Indigenes Erfahrungswissen müsse berücksichtigt und geschätzt werden, es berge viel Potenzial, die SDGs lokal mit Leben zu füllen. Das ist das Fazit einer Podiumsdiskussion mit Steffen Reese vom internationalen Verbands Naturland, Felix Hübner von Demeter International, Rudolf Bühler in seiner Funktion als Vorsitzender von Ecoland International und Janet Maro von „Sustainable Agriculture Tanzania“. Man dürfe nicht nur auf „Rahmenwerke aus der westlichen Welt“ setzen. „Wir müssen anfangen zu ‚machen‘, das ist der beste Weg, um die SDGs umzusetzen“, stellte Janet Maro fest. So drücke es auch Prof. Ernst Ulrich von Weizsäcker aus, sagt Rudolf Bühler auf Nachfrage. Der Ehrenpräsident des Club of Rome betone immer wieder, auch in Kirchberg, dass man eigentlich wisse, was zu tun ist, um den Weg zu mehr Nachhaltigkeit zu gehen. Man müsse es nur umsetzen.
Die Rede von Vandana Shiva aus Indien, eine weltweit führende Aktivistin im Bereich biologische Vielfalt, Umweltschutz, Frauen- und Kleinbauernrechte, war ein Highlight. Menschen, die sich dem organischen Landbau verschreiben, seien in Gemeinschaften und der Demokratie verwurzelt, sagte die Trägerin des alternativen Nobelpreises. Sie ständen für Gesundheit und nicht für Gier. „Das World Organic Forum ist ein wahres Rockkonzert für den organischen Landbau“, sagte Shiva unter großem Applaus.
Christine von Weizsäcker, Präsidentin des Netzwerks Ecoropa, gab Einblicke in ihre führende Rolle bei den Verhandlungen zur Weltbiodiversitätspolitik und dem UN-Nachhaltigkeitsprozess. Janet Maro betonte die Wichtigkeit von praktischem Handel auf lokaler Ebene.
Am nächsten Tag standen Präsentationen zu Bio-Regionen im internationalen Kontext sowie die Vertiefung der Themen in Workshops im Fokus des WOF.

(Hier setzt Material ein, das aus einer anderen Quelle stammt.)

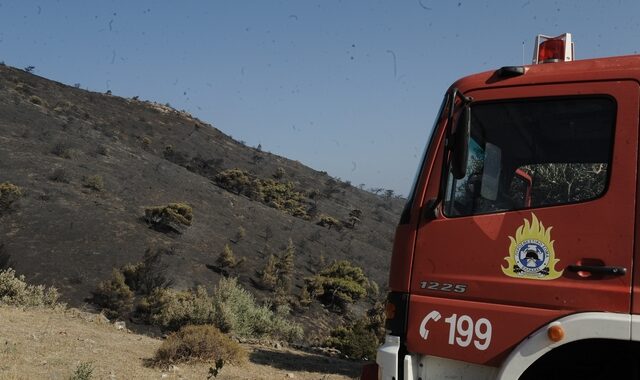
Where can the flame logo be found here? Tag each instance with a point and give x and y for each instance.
(531, 253)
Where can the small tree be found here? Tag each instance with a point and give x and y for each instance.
(354, 218)
(340, 284)
(114, 296)
(285, 267)
(226, 259)
(9, 194)
(268, 276)
(305, 297)
(172, 217)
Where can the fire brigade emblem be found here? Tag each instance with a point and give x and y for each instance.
(531, 253)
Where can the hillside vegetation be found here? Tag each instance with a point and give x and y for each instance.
(126, 204)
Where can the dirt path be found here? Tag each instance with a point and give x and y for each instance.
(45, 344)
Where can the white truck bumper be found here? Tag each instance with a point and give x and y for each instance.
(426, 367)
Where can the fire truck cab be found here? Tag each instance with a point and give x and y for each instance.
(515, 256)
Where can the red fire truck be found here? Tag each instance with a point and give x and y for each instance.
(516, 255)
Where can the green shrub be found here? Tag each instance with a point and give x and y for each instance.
(305, 297)
(279, 195)
(94, 182)
(356, 341)
(284, 268)
(268, 275)
(240, 234)
(329, 221)
(172, 217)
(14, 291)
(230, 308)
(172, 309)
(36, 100)
(59, 175)
(151, 273)
(114, 296)
(279, 174)
(60, 149)
(238, 181)
(236, 311)
(203, 343)
(340, 284)
(226, 257)
(9, 194)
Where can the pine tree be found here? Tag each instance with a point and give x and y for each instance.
(268, 277)
(285, 267)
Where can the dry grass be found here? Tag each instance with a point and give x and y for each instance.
(46, 344)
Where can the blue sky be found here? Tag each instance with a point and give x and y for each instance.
(349, 87)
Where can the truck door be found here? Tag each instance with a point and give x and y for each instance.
(540, 226)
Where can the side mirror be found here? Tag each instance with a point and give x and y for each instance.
(460, 146)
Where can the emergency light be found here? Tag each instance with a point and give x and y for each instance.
(553, 49)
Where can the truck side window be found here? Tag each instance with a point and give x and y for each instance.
(534, 153)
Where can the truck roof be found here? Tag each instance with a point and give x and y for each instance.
(596, 69)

„Eine der Kernerkenntnisse: Die kulturellen Bezüge zur Umsetzung von Nachhaltigkeitszielen in regionalen Kontexten sind weltweit viel umfassender, als es die UN-Politik abbildet“, sagt Frederik Schulze-Hamann, Referent für politische Ökologie, Bildung und strategische Entwicklung an der Akademie Schloss Kirchberg.